L’Observatoire social, relevant du Forum tunisien pour les droits économiques et sociaux (FTDES) a précisé dans son rapport publié, lundi, que la majorité des mouvements de protestation ont été observés à Tunis, suivis par le gouvernorat de Gafsa, puis Kairouan, avec des mouvements de protestation enregistrés dans plusieurs gouvernorats du pays.
Concernant les acteurs sociaux, l’Observatoire a indiqué que les ouvriers et les employés sont les plus nombreux à participer aux mouvements, suivis par les activistes et les habitants, puis par les médecins du service public, les syndicalistes et les diplômés du supérieur sans emploi.
Le rapport a relevé que 81 pc des mouvements ont été menés sur le terrain, dont notamment les sit-in et les grèves, alors que 19 pc sous forme de communiqués et de mouvements via l’espace numérique et les médias.

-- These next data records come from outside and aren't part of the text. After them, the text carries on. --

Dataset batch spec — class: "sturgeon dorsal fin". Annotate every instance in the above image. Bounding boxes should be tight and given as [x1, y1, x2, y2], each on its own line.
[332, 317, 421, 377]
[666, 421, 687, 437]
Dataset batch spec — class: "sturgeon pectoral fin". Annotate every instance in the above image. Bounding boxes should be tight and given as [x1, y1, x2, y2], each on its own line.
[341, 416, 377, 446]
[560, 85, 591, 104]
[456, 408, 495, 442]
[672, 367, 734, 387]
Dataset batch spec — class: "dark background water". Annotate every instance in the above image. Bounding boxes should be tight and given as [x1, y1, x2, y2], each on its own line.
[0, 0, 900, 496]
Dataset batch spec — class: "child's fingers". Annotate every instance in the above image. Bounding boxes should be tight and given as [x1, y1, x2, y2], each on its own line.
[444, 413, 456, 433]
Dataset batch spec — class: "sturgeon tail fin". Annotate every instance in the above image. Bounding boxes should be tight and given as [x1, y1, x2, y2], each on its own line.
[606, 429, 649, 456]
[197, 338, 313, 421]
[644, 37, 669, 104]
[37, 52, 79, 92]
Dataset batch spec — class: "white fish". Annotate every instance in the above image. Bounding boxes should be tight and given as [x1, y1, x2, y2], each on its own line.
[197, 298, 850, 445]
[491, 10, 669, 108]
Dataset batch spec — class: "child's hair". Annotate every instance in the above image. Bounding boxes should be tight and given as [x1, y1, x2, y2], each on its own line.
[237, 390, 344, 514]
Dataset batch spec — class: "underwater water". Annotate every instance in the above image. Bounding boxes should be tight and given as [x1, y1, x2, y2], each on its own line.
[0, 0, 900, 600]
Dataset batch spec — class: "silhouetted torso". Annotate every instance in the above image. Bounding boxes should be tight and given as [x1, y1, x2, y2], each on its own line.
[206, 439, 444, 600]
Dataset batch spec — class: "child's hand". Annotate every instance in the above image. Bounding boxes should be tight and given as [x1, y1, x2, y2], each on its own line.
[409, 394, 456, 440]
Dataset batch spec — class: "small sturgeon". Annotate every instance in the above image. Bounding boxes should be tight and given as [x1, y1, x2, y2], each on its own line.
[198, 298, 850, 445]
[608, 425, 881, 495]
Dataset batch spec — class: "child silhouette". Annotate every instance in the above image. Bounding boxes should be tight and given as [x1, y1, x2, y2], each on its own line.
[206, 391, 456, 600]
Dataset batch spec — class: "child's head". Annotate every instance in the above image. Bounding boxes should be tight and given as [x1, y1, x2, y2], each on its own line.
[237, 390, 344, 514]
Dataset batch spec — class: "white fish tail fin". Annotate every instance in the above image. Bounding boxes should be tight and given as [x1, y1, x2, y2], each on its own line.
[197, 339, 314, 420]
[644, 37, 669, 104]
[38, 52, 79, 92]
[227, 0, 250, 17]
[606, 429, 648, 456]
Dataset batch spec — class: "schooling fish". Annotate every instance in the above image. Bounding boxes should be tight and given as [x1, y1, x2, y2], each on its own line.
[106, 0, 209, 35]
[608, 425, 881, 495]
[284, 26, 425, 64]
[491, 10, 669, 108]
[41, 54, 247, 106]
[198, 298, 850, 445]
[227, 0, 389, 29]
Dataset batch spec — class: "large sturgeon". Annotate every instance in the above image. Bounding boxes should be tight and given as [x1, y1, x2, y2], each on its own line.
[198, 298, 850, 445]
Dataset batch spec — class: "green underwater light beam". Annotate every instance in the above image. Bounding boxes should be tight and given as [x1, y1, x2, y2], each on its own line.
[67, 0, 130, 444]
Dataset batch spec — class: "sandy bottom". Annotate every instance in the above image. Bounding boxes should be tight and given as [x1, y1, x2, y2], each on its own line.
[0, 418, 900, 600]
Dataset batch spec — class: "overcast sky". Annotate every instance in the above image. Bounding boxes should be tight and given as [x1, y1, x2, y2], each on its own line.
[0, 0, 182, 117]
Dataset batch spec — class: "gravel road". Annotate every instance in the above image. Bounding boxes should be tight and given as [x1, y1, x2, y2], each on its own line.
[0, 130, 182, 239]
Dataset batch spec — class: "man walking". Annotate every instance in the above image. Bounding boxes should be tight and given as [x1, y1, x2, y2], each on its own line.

Le rapport a également enregistré des cas de violence durant la même période, précisant que la violence physique a dominé la liste des cas recensés avec un taux de 46,7 pc, suivie par la violence économique à 17,8 pc puis la violence institutionnelle et la violence basée sur le genre, chacune avec un taux de 11,2 pc.
L’Observatoire a ajouté que les gouvernorats de Nabeul, Tunis et Sousse ont enregistré le plus grand nombre de cas de violence recensés, notant que les hommes représentent 82 pc des personnes ayant commis des agressions et 47 pc des victimes, contre 25 pc pour les femmes et plusieurs victimes des deux sexes.